BOYD: Great might be an understatement. The text campaign was highlighted by the state department. Social networking sites such as Twitter and Facebook spread news of the campaign rapidly. Most mobile carriers agreed to waive the fees normally associated with sending text messages. It probably didn’t hurt that musician Wyclef Jean, himself a native Haitian also launched a text campaign for his Yele Haiti Foundation. It has raised more than one million dollars since Tuesday night. The Red Cross says nearly half the donations it has received have come by text. More than seven million dollars. Katrin Verclas is the director of MobileActive.org, a website focused on the use of mobile technology for social change. She says one reason the Red Cross campaign is popular is that people think it’s easy and immediate.
KATRIN VERCLAS: They texted, in this case the key word Haiti to a short cut, which is a five-digit number. Then they will be asked to essentially confirm the five or ten dollar contribution. At the end of the month when they receive their bill, there will be a charge in the amount of five or ten dollars that the customer pays as a part of their regular phone bill.
BOYD: U.S. aid groups Verclas says are using what they learned from European groups after the Indian Ocean Tsunami five years ago.
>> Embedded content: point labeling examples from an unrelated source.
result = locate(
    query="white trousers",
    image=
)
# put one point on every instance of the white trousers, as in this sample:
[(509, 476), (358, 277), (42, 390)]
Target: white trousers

VERCLAS: In the aftermath of the tsunami, there were U.K., Spanish, Italian aid organizations that raised millions. I think in Spain it was 5.9 million raised in 24 hours or something after the tsunami all raised by SMS. U.S. aid organizations were in 2004 or early 2005 absolutely not on the bandwagon. They are now waking up, which is good. It’s about time.
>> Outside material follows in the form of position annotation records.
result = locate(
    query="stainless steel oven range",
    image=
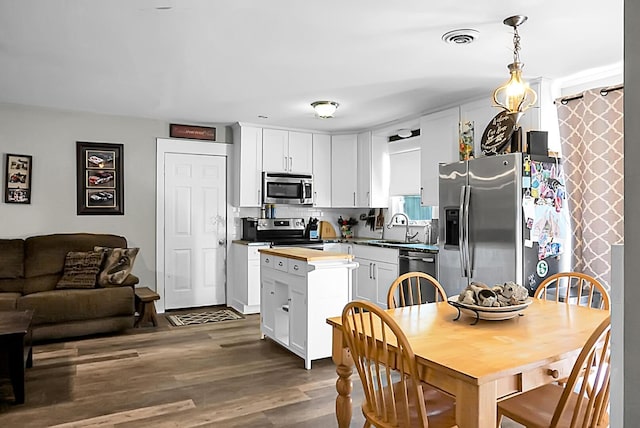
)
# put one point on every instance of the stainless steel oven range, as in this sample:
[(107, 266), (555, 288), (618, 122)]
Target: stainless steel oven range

SOUND CLIP: I made my first text to give donations. I had never done it before. For me, I was in the habit of giving on the web or writing a check. That is my generation.
BOYD: Beth Kanter is a seasoned fundraiser. She is also the co-author of a forthcoming book called, The Networked Non-Profit. Kanter says it’s not just American aid groups that are waking up to the power of cell phones. It is American’s themselves.
BETH KANTER: I don’t think we are as much of a cell phoned culture at least several years ago as people were in Europe or Asia. Cell phones I think have been more of a part of people’s lives. Here I think especially older people like me are really more getting into using our phones.
BOYD: Kanter says the text message donation campaigns will become a powerful tool for U.S. aid groups almost like a first responder fundraising strategy. Still, there are some drawbacks both
for aid groups and would be givers. The top contribution amount allowed in the U.S. is currently only $10. Although some groups let you donate multiple times. Katrin Verclas of MobileActive.org
also notes that it can take up to 90 days from the time you make your text donation for the money to actually reach the designated aid group.
VERCLAS: I still would encourage anybody to donate online because the organization gets the donation money much faster and the charges are less.
BOYD: Verclas says, like with any donation, make sure the organization you are giving to via text message is a legitimate one. For The World, this is Clark Boyd.